A termination is separate from a declaration. The IPC itself doesn’t issue official declarations of famine, but its findings can inform governments and bodies such as the U.N. to make a famine declaration.
Humanitarian experts have said there is no legal mechanism that a government body or the U.N. would have to go through to formally declare a famine.
“Governments or international organizations might have their own sort of processes internally to go into famine mode, but I don’t think that anyone should be holding their breath for a piece of paper that says ‘famine declaration’ on the top, because that likely won’t come,” Paul, of Oxfam America, said.
He noted that the U.N. Emergency Relief Coordinator already addressed the famine determination during a press conference with reporters on Friday and acknowledged it in the wake of the IPC classification.
“This isn’t the penultimate step. This is it. We have arrived at famine,” Paul said.
Kahler agreed, adding that the IPC report should not be taken as a warning — rather that the warning should have occurred months ago with previous reports.
“The health system’s collapsed, the educational system’s collapsed, the public health system’s collapsed,” he said. “I’m not sure what else to warn people about.”
Paul said normally what would follow would be an immediate “all hands-on deck” effort from the U.S. government and others to influence the Israeli government to secure a ceasefire and increase the flow of aid, which he said should have been done with prior warnings of emergency levels of food insecurity famine warnings.

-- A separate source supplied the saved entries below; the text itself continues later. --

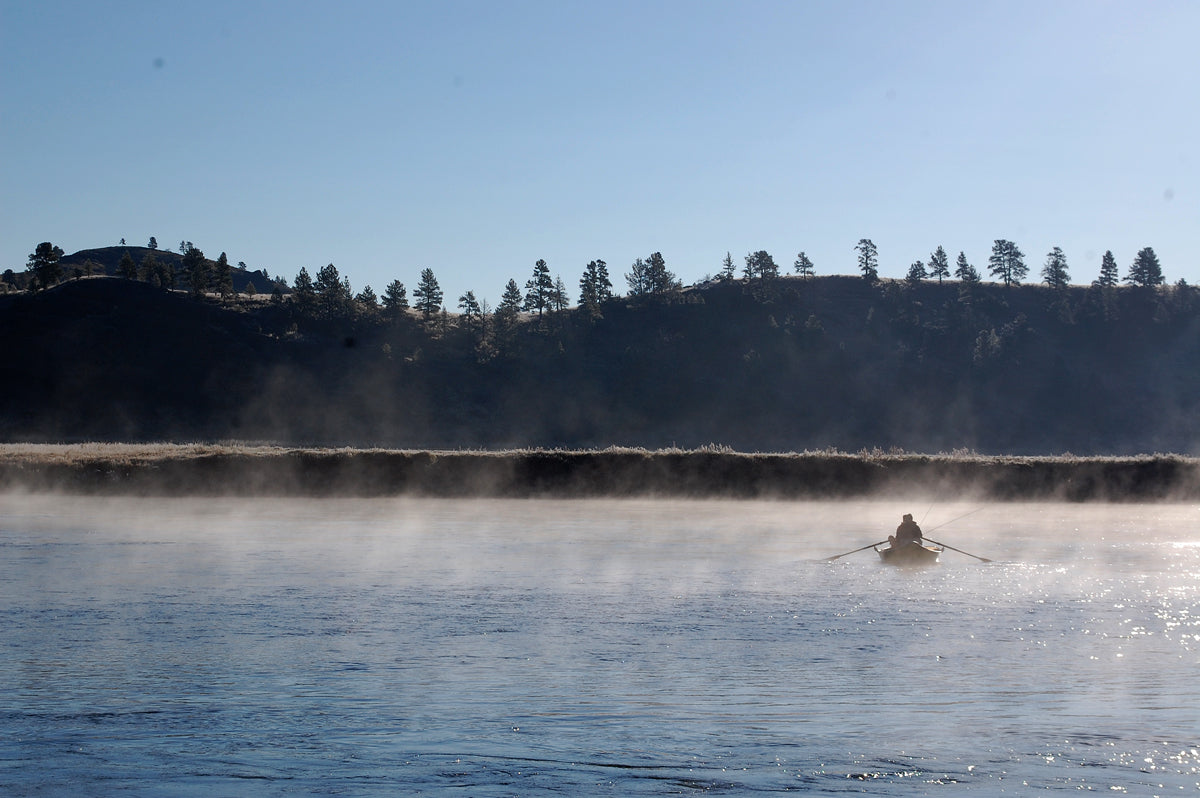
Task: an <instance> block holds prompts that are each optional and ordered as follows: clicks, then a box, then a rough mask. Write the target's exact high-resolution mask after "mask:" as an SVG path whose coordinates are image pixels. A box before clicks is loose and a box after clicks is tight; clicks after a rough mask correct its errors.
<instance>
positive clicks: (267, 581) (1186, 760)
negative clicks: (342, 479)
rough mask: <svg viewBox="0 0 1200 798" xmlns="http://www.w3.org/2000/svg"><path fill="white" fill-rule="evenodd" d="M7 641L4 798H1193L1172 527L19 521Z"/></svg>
mask: <svg viewBox="0 0 1200 798" xmlns="http://www.w3.org/2000/svg"><path fill="white" fill-rule="evenodd" d="M902 512H913V514H914V515H916V516H917V518H918V521H922V523H923V526H924V528H925V529H926V533H928V535H929V536H930V538H934V539H936V540H940V541H943V542H946V544H949V545H952V546H954V547H956V548H960V550H962V552H970V553H971V554H974V556H976V557H972V556H968V554H966V553H959V552H952V551H947V552H944V553H943V554H942V558H941V559H942V562H941V564H938V565H937V566H935V568H930V569H924V570H916V571H905V570H896V569H892V568H887V566H883V565H881V564H880V563H878V558H877V556H876V554H875V553H874V552H871V551H864V552H858V553H853V554H847V556H846V557H842V558H840V559H836V560H832V562H830V560H827V559H826V558H827V557H829V556H833V554H839V553H842V552H846V551H850V550H853V548H858V547H859V546H864V545H866V544H870V542H874V541H875V540H880V539H883V538H886V536H887V534H888V532H889V530H892V529H894V528H895V526H896V523H898V522H899V520H900V515H901V514H902ZM980 558H986V559H991V560H994V562H990V563H985V562H982V559H980ZM0 622H2V632H0V684H2V685H4V690H2V692H0V721H2V731H4V734H2V736H0V792H2V793H4V794H20V796H79V794H88V796H102V794H122V796H197V797H198V796H244V794H254V796H310V794H328V796H396V794H462V796H516V794H522V796H529V794H563V796H592V794H610V796H666V794H689V793H694V792H706V791H708V792H714V793H718V794H746V793H760V792H782V791H788V790H791V791H803V792H808V793H811V794H829V796H833V794H839V796H840V794H846V793H857V792H862V793H869V794H875V796H917V794H952V793H956V792H976V793H978V794H1004V793H1008V794H1026V793H1028V792H1030V791H1037V790H1078V791H1103V792H1105V793H1114V792H1115V793H1128V794H1145V796H1150V794H1194V793H1195V792H1196V791H1198V790H1200V678H1198V677H1200V506H1196V505H1184V504H1152V505H1129V504H1117V505H1072V504H991V505H972V504H965V503H935V504H932V505H930V504H929V503H928V502H923V503H922V505H920V506H904V505H901V504H899V503H895V502H890V500H878V502H856V503H846V502H829V503H820V502H804V503H787V502H685V500H482V499H481V500H457V502H450V500H434V499H430V500H426V499H388V500H341V499H337V500H331V499H325V500H294V499H289V500H283V499H263V500H251V499H205V500H199V499H130V498H121V499H115V498H114V499H97V498H80V497H52V496H32V497H29V496H26V497H14V496H8V497H0Z"/></svg>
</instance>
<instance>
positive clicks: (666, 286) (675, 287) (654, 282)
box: [646, 252, 683, 294]
mask: <svg viewBox="0 0 1200 798" xmlns="http://www.w3.org/2000/svg"><path fill="white" fill-rule="evenodd" d="M646 280H647V288H648V289H649V293H652V294H665V293H667V292H671V290H678V289H679V288H682V287H683V284H682V283H680V282H679V281H678V280H677V278H676V276H674V275H673V274H672V272H671V271H670V270H668V269H667V262H666V258H664V257H662V253H661V252H655V253H654V254H652V256H650V257H648V258H647V259H646Z"/></svg>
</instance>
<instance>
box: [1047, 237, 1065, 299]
mask: <svg viewBox="0 0 1200 798" xmlns="http://www.w3.org/2000/svg"><path fill="white" fill-rule="evenodd" d="M1042 278H1043V280H1045V281H1046V284H1048V286H1050V287H1051V288H1054V289H1055V290H1062V289H1063V288H1066V287H1067V286H1068V284H1069V283H1070V274H1068V271H1067V256H1064V254H1063V253H1062V248H1061V247H1055V248H1052V250H1050V253H1049V254H1048V256H1046V263H1045V265H1044V266H1042Z"/></svg>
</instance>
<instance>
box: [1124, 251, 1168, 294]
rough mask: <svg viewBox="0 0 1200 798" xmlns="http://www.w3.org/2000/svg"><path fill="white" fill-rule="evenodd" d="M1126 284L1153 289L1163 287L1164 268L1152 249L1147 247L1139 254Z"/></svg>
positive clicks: (1133, 263)
mask: <svg viewBox="0 0 1200 798" xmlns="http://www.w3.org/2000/svg"><path fill="white" fill-rule="evenodd" d="M1126 282H1127V283H1132V284H1134V286H1142V287H1153V286H1162V284H1163V282H1164V280H1163V268H1162V266H1160V265H1159V263H1158V256H1157V254H1154V250H1153V248H1152V247H1145V248H1142V250H1140V251H1139V252H1138V256H1136V257H1135V258H1134V259H1133V264H1132V265H1130V266H1129V274H1128V275H1126Z"/></svg>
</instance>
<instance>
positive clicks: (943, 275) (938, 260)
mask: <svg viewBox="0 0 1200 798" xmlns="http://www.w3.org/2000/svg"><path fill="white" fill-rule="evenodd" d="M929 276H930V277H935V278H937V282H942V280H944V278H946V277H949V276H950V259H949V257H948V256H947V254H946V250H943V248H942V247H941V246H938V247H937V248H936V250H934V253H932V254H931V256H929Z"/></svg>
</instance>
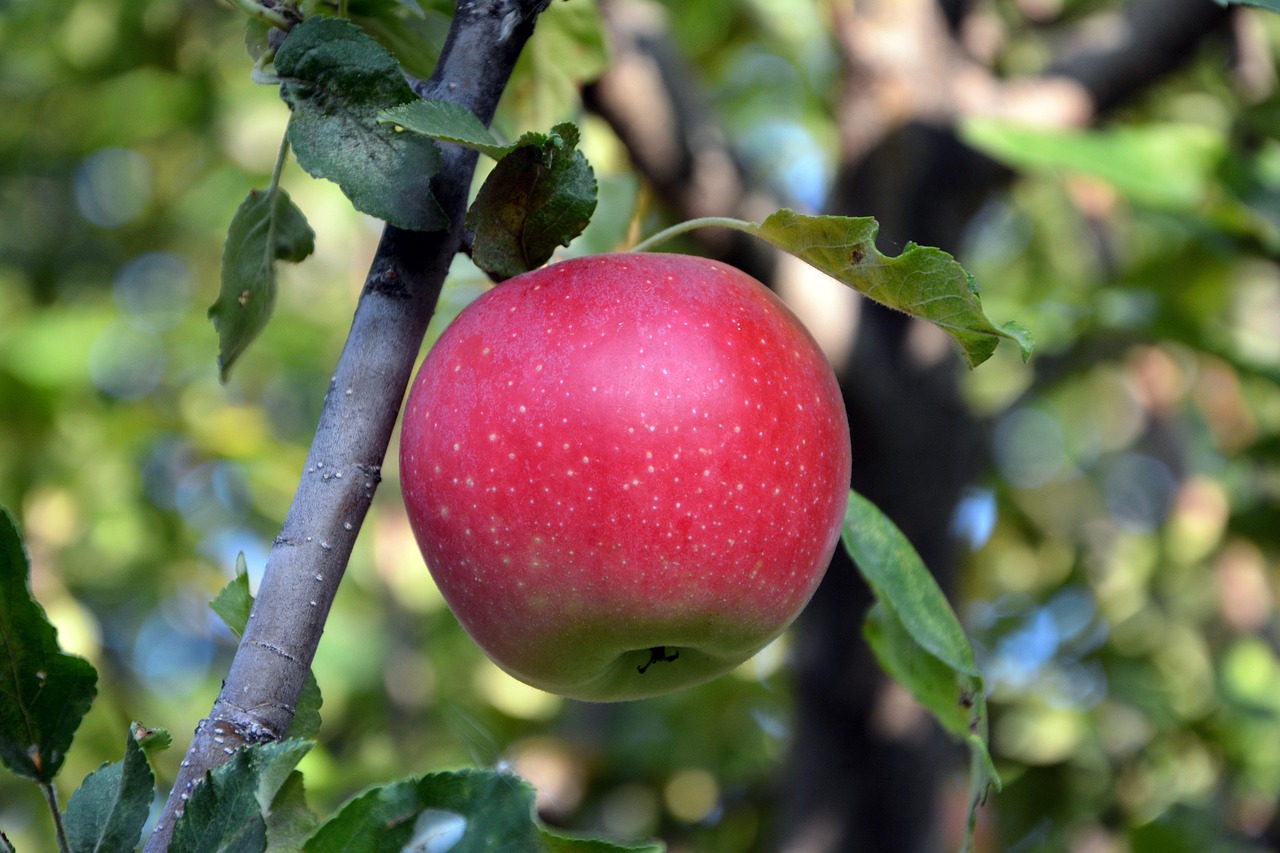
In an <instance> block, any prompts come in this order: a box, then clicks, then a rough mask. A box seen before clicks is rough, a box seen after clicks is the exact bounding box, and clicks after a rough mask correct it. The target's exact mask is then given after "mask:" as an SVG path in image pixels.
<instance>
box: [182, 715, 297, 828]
mask: <svg viewBox="0 0 1280 853" xmlns="http://www.w3.org/2000/svg"><path fill="white" fill-rule="evenodd" d="M311 747H312V743H311V742H308V740H278V742H274V743H262V744H253V745H248V747H244V748H242V749H238V751H236V754H234V756H232V760H230V761H228V762H227V763H225V765H223V766H220V767H216V768H214V770H212V771H211V772H209V774H207V775H206V776H205V780H204V783H201V784H200V785H197V786H196V789H195V790H193V792H192V793H191V798H189V799H188V800H187V806H186V809H184V811H183V813H182V817H179V818H178V822H177V824H174V831H173V843H172V845H170V847H172V849H174V850H183V853H260V852H261V850H265V849H266V833H268V818H269V815H270V813H271V804H273V802H274V800H275V798H276V794H278V793H279V792H280V789H282V788H283V786H284V785H285V784H287V783H288V780H289V776H291V775H292V774H293V768H294V767H296V766H297V763H298V761H301V760H302V756H305V754H306V753H307V751H310V749H311Z"/></svg>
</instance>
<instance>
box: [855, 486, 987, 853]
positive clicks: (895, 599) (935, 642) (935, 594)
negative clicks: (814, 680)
mask: <svg viewBox="0 0 1280 853" xmlns="http://www.w3.org/2000/svg"><path fill="white" fill-rule="evenodd" d="M841 540H842V542H844V544H845V548H846V549H847V551H849V555H850V556H851V557H852V558H854V562H856V564H858V569H859V571H860V573H861V575H863V578H865V579H867V583H868V585H869V587H870V588H872V592H873V593H874V596H876V603H874V605H873V606H872V610H870V612H869V613H868V615H867V622H865V624H864V626H863V633H864V635H865V637H867V642H868V644H869V646H870V648H872V651H873V652H874V653H876V658H877V660H878V661H879V663H881V666H882V667H883V669H884V671H886V672H888V675H890V676H891V678H893V680H895V681H897V683H899V684H901V685H902V686H904V688H906V689H908V690H909V692H910V693H911V695H914V697H915V699H916V701H918V702H919V703H920V704H922V706H923V707H925V708H927V710H928V711H929V712H932V713H933V716H934V717H937V720H938V722H941V724H942V726H943V727H945V729H946V730H947V731H950V733H951V734H952V735H955V736H956V738H957V739H960V740H963V742H964V743H965V744H966V745H968V747H969V753H970V771H969V794H970V795H969V821H968V839H966V843H965V848H966V849H968V847H969V841H972V839H973V833H974V829H975V826H977V820H978V808H979V807H980V806H982V803H983V802H986V798H987V793H988V792H989V790H992V789H995V790H1000V785H1001V783H1000V776H998V775H997V774H996V767H995V765H993V763H992V760H991V752H989V749H988V748H987V719H988V717H987V686H986V683H984V681H983V679H982V675H980V674H979V672H978V667H977V665H975V662H974V657H973V647H972V646H970V644H969V638H968V637H965V633H964V629H963V628H961V626H960V620H957V619H956V616H955V611H952V610H951V605H950V603H947V599H946V596H943V593H942V589H941V588H938V584H937V581H936V580H934V579H933V575H931V574H929V570H928V569H927V567H925V566H924V561H923V560H920V555H919V553H916V551H915V548H914V547H911V543H910V542H908V539H906V537H905V535H902V532H901V530H899V529H897V526H896V525H895V524H893V523H892V521H891V520H890V519H888V517H887V516H886V515H884V514H883V512H881V511H879V508H878V507H876V505H873V503H872V502H870V501H868V500H867V498H864V497H861V496H860V494H858V493H856V492H852V491H850V493H849V506H847V510H846V512H845V526H844V530H842V534H841Z"/></svg>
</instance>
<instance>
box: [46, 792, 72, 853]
mask: <svg viewBox="0 0 1280 853" xmlns="http://www.w3.org/2000/svg"><path fill="white" fill-rule="evenodd" d="M40 790H41V792H44V794H45V802H46V803H49V811H50V813H52V816H54V833H55V834H56V835H58V849H59V850H60V852H61V853H72V843H70V840H68V838H67V827H65V826H64V825H63V812H61V809H60V808H58V790H56V789H55V788H54V783H40Z"/></svg>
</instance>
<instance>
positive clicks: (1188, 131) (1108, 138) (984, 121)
mask: <svg viewBox="0 0 1280 853" xmlns="http://www.w3.org/2000/svg"><path fill="white" fill-rule="evenodd" d="M960 137H961V138H963V140H964V141H965V143H968V145H970V146H973V147H975V149H978V150H979V151H982V152H984V154H986V155H987V156H991V158H993V159H996V160H1000V161H1001V163H1004V164H1006V165H1009V167H1012V168H1014V169H1019V170H1021V172H1043V173H1048V174H1079V175H1089V177H1093V178H1097V179H1100V181H1103V182H1106V183H1108V184H1111V186H1112V187H1115V188H1116V190H1117V191H1119V192H1120V193H1123V195H1124V196H1125V197H1128V199H1129V200H1130V201H1133V202H1134V204H1138V205H1144V206H1148V207H1157V209H1162V210H1192V209H1196V207H1198V206H1201V205H1203V204H1204V202H1206V201H1207V200H1208V199H1210V196H1211V193H1212V192H1213V188H1215V186H1216V184H1217V183H1219V179H1217V169H1219V165H1220V164H1221V163H1222V160H1224V158H1225V156H1226V152H1228V140H1226V137H1225V136H1224V134H1222V133H1221V132H1219V131H1216V129H1213V128H1210V127H1206V126H1202V124H1146V126H1142V127H1117V128H1111V129H1103V131H1073V129H1068V131H1064V129H1046V128H1034V127H1027V126H1020V124H1014V123H1010V122H1001V120H998V119H970V120H966V122H965V123H964V124H961V127H960Z"/></svg>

Since May, the U.S. has participated in providing aid to Gaza through the Gaza Humanitarian Foundation, which set up designated aid distribution sites rather than delivering aid throughout the strip. Palestinians and aid organizations reported incidents of people being shot at while trying to retrieve aid as well as general chaos at the sites, which continues to be an ongoing issue.
The Israel Defense Forces has previously said it only fires “warning shots” toward people who are allegedly “advancing while posing a threat to the troops.” The Israeli government has also previously claimed that Hamas shoots people waiting in food lines and films the events for propaganda videos. Hamas has denied these claims.
Israeli officials have argued there are hundreds of truckloads of aid sitting at the border for the U.N. and its partners to distribute. The U.N., however, said it can’t deliver the aid safely.
“One of the things that is not well understood is how complex it is for the United Nations to do our work here in the Gaza Strip,” Tess Ingram, a spokesperson for UNICEF who is currently in Gaza, told ABC News. “I think what is not well understood is the challenges that we face on a daily basis that impede our work. It’s like a game of ‘Snakes and Ladders.’ We take one step forward and then we have to take two steps backwards because there are constantly hurdles in front of us that we have to overcome, and many of these hurdles do not need to be there.”
These threats include poor road conditions, lack of route alternatives, poor telecommunications, large crowds of desperate people and unpredictable supply lines, according to the U.N.
Paul noted that a prior IPC report, issued at the end of July, found that a “worst-case scenario of famine” was unfolding in Gaza.
“It was less than a few weeks ago that the same technical body on hunger issued a very clear warning [on] famine, which is about as close as they can come to an official confirmation without doing it,” he said. “The situation will get worse, and famine will continue to spread as long as all routes for humanitarian assistance … is not immediately opened up.”